# Language Mechanics

Language mechanics govern the written English. Together with formatting guidelines, they let us present our articles in the same way across the whole wiki — meaning that the reader can focus on the matter, not the form.

## Spelling​

Only use the American English spelling.

### Glossary​

Whenever you use a technical term, check the IOTA glossary for the accepted notation.

Whenever you encounter a term that is written in different ways across documentation, please propose a unified spelling and make a designated pull request that adds a new entry to the glossary and ideally replaces all occurrences of improper spelling in the wiki. This will help both writers and readers.

### Names​

Always write a personal or brand name in its owner's preferred spelling:

Good:

Aleksei

Johnson & Johnson

Alexey

Johnson and Johnson

This case overrides other guidelines.

### IOTA Products​

Refer to IOTA libraries by their filenames: iota.rs, wallet.rs, etc. Always use the lower-case notation. Note that it is harder to spot a sentence if it starts in lower case. Consider using the following clause instead: "The iota.rs library".

Other IOTA products have an actual name. Always capitalize it: "A Hornet node, a Bee software. Hornet and Bee."

Note that there are no determiners (the) when you refer to something by its name: "the iota.rs library" as in "the library named iota.rs", but simply "iota.rs".

Good:

The iota.rs library connects to a node. A node could be a Bee node or a Hornet node, but iota.rs handles both the same way. Bee is written in Rust, and Hornet is written in Go.

This case overrides other guidelines.

## Punctuation​

Use the American English punctuation.

Use serial commas:

Lock, stock, and barrel.

Reserve exclamation marks only for special occasions.

Unwrap text out of parentheses, especially if that text is lengthy, as they branch the thought in two different directions.

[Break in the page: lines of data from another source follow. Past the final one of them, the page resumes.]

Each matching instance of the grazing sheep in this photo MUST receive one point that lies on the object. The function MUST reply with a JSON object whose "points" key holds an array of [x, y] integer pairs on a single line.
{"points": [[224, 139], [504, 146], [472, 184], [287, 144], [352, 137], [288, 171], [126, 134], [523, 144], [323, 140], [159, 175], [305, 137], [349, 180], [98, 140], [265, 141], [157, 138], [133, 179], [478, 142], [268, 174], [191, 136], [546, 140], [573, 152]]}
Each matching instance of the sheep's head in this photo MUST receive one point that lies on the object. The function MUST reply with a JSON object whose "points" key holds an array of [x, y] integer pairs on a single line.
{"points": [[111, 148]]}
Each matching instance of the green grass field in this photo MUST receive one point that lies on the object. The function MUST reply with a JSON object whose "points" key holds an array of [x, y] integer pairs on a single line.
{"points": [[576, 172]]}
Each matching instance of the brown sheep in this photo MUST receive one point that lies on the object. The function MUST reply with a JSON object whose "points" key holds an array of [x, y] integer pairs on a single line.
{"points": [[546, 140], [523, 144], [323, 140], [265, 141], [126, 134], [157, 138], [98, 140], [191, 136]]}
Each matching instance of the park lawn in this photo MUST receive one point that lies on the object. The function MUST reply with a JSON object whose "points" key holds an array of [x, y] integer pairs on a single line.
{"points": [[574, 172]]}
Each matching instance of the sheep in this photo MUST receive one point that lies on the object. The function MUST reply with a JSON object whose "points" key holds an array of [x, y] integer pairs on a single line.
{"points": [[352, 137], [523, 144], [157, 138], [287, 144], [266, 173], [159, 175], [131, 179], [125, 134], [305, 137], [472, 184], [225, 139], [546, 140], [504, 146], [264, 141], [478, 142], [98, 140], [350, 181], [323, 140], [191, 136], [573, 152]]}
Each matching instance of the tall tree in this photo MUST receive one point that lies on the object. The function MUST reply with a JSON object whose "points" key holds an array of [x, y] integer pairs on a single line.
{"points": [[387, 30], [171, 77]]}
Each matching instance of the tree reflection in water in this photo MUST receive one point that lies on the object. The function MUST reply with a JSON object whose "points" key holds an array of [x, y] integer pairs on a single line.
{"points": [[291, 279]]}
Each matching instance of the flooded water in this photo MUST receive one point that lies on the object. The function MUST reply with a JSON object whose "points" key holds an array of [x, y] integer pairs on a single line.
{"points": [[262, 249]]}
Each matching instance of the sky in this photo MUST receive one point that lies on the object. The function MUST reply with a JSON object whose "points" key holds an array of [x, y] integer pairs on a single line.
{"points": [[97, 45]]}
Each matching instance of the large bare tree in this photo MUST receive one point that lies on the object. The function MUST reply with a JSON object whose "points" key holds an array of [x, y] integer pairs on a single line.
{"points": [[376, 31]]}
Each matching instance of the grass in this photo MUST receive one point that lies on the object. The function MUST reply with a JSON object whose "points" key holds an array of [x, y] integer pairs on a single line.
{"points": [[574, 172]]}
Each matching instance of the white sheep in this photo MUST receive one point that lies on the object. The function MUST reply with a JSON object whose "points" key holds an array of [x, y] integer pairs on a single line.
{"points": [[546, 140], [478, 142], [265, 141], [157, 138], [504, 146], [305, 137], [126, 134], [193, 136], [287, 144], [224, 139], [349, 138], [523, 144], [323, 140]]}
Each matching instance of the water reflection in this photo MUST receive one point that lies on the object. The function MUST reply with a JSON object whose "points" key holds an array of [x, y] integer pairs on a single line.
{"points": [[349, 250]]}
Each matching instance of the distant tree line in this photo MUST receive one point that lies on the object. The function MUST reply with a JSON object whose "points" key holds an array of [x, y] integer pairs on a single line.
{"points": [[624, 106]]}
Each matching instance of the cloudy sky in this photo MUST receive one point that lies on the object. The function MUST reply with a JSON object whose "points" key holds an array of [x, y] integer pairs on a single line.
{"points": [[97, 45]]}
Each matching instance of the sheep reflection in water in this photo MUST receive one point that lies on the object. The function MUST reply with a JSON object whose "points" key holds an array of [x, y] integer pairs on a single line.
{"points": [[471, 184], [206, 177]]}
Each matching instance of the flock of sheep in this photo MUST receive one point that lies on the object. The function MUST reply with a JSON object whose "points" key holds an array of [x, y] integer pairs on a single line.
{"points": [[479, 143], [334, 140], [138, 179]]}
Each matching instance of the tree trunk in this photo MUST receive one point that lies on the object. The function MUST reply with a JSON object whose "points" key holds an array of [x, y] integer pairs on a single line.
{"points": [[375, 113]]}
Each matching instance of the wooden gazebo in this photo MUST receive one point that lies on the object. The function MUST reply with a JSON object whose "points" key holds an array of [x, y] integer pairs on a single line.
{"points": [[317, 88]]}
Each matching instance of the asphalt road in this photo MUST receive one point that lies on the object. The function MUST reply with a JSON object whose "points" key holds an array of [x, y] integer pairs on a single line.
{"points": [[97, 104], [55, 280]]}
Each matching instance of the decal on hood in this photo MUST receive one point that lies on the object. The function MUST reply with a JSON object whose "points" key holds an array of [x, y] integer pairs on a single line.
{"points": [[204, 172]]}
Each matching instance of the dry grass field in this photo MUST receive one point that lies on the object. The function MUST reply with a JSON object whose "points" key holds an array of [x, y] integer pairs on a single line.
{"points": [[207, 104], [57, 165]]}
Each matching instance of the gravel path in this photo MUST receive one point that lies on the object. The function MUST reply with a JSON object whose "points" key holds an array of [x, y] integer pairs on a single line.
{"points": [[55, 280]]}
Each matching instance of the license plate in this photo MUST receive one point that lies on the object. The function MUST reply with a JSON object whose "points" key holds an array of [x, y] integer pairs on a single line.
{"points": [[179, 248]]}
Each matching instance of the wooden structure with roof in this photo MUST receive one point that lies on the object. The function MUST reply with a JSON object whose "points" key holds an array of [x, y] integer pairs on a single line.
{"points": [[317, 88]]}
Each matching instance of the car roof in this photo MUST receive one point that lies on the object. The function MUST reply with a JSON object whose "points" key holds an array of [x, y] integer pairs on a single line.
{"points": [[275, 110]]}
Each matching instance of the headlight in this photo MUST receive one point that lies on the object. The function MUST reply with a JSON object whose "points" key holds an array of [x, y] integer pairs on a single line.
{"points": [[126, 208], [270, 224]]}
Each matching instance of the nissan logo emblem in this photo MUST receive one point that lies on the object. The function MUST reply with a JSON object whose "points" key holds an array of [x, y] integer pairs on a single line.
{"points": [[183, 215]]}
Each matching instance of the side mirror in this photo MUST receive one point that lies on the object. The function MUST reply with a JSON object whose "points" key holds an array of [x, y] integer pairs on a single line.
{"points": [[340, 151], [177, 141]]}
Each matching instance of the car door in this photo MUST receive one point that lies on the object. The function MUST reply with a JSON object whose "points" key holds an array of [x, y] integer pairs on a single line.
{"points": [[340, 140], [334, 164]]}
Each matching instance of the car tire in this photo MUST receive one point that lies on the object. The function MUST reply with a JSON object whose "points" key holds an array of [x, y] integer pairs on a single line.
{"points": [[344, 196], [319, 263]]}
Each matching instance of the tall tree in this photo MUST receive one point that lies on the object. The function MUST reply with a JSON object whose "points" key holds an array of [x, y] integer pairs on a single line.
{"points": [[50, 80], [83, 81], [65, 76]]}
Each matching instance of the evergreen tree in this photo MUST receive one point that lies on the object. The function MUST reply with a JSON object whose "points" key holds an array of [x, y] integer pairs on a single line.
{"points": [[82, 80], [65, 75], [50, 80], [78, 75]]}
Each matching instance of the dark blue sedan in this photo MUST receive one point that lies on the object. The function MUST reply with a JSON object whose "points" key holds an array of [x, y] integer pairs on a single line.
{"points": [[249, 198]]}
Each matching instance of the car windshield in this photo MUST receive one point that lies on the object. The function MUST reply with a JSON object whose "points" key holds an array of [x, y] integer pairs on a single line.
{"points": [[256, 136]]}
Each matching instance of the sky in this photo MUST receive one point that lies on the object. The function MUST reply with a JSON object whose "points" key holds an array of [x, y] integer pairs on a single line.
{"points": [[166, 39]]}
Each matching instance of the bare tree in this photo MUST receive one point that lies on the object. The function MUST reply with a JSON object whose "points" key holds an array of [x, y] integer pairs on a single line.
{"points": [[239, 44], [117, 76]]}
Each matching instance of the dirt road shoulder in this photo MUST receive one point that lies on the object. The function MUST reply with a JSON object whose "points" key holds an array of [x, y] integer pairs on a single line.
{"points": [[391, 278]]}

It makes no difference if you connect to a Hornet node (that are written by the community in Go) or a Bee node, as they are functionally equivalent.

It makes no difference if you connect to a Hornet or a Bee node, as they are functionally equivalent. Hornet is written by community in Go…

### Typography​

Type em-dash ("—") and ellipsis ("…") with the designated symbols, not as a single or double en-dash ("-", "--") or a triple dot ("..."):

Somehow this invaluable tool is widely regarded as not quite proper — a bumpkin at the genteel dinner table of good English.

On Writing Well by William Zinsser

## Quotes​

Never modify quotes. Fix typos in a quote only if you are the first to publish it. This paragraph overrides other guidelines.

Do not contract short quotes. Put […] in place of an omitted part. Never omit parts that change the meaning of the quote, its emotion, or anything else that could lead to misinterpreting it.

Use American English style notation: use double ticks (") and put commas and full stops inside the quote. For long quotes, use paragraph-style quotes instead.

## Date and Time​

Use DD/MM/YYYY format for dates and 24h clock for time: HH:MM or HH:MM:SS. Do not use this time format for time spans as measurement units would not be clear: instead say "2 hours, 10 minutes, 6 seconds" or "2h 10m 6s". Use plain English for approximate gauges: "This calculation takes less than ten minutes."

## Measurements​

Use the International System of Units and associated symbols and prefixes (5 kg, 3.25 m, 500 TiB).

## Numbers​

Use the dot for decimal values (1.25, 0.025). If you need to split a large number to make it easier to understand, use spaces instead of commas to avoid confusion: "2 824 683 000 IOTA tokens".

A spelled out integer is often easier to read: "eleven nodes", "one million ticks". This is usually the case for any round number and for any number that is less than a hundred.

## Abbreviations, Emojis, and Contractions​

Everyone uses abbreviations, emojis, or contractions in informal writing or chat. They help to keep up with a live discussion, as we can type less and be less scrupulous with the choice of words, as we can always add a smiley face to make our emotion clear.

Avoid using it in the documentation, as these mechanics have their drawbacks. Abbreviations require extra effort to decipher the text, contractions are sometimes ambiguous ("would", "could", "should", "had"), and bright, colorful emojis break the reading flow as they distract the reader from the body of text. If your prompt sounds too formal or aggressive, rewrite it altogether.

### Abbreviations​

Avoid contracting a word or replacing it or its parts with a numeronym or special symbol:

Good:

Lock, stock, and barrel

Good night, sweet prince

Little John

Lock, stock & barrel

Good n8, sweet prince

Li'l John

Use acronyms sparingly. Always provide the full name the first time you mention something in an article:

Distributed Ledger Technology (DLT) makes decentralized digital databases secure. Most DLTs use blockchains.

Remind the reader what does the acronym mean if you have not mentioned it in the previous few paragraphs.

### Contractions​

Never use contractions:

Good:

I would rather use contractions.

I'd rather use contractions.

Also see Negations for "don't"s.

### Emojis​

Never use Emojis:

Good:

Go to the designated evacuation point.